Diferentemente da mídia hegemônica, o Coletivo Jornalistas Livres cobriu as eleições com a enviada especial Martha Raquel diretamente da Bolívia. A jornalista fez entradas ao vivo das ruas durante a votação, nas mídias digitais, uma das maiores audiências do JL. O coletivo também divulgou uma carta publicada pelo Comitê Brasileiro de Solidariedade ao Povo Boliviano Contra o Golpe denunciando o jornal Folha de São Paulo pela manipulação de uma manifestação na Avenida Paulista. De acordo com o jornal, bolivianos teriam deixado seu país por perseguição do governo Evo Morales. A manifestação na Paulista, porém, foi convocada por coletivos de bolivianos e eram contrários ao Golpe que se instalava contra o presidente eleito, que obteve 70% dos votos dos bolivianos residentes no Brasil. A matéria foi veiculada também pelo portal GGN.
Marijane Vieira, doutora em ciências sociais, que recebeu asilo político no Chile, explica que a relação mal resolvida dos países e suas populações é um entrave para o seu desenvolvimento. Para ela, um país só consegue ir adiante democraticamente quando restaura a verdade dos fatos. Às vítimas, a verdade é um direito para poupar o mínimo do que de “monstruoso” ocorreu em grande parte dos países do sul americano.
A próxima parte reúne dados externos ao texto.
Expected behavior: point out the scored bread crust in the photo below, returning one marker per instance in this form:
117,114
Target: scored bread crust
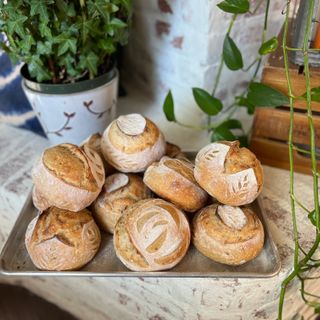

Embalado ao som de El Pueblo Unido Jamás Será Vencido, eternizado na voz da banda Quilapayún, “De Costas para a América Latina” é um registro potente da luta contra a hegemonia midiática e surge como oportunidade de repensar uma cobertura mais democrática, justa e independente da seleção de agências. Como a última estrofe da canção chilena relembra: De pé, cantar, o povo vai triunfar. Milhões já impõem a verdade. De aço eles são ardente batalhão. As suas mãos vão levando a justiça e a razão.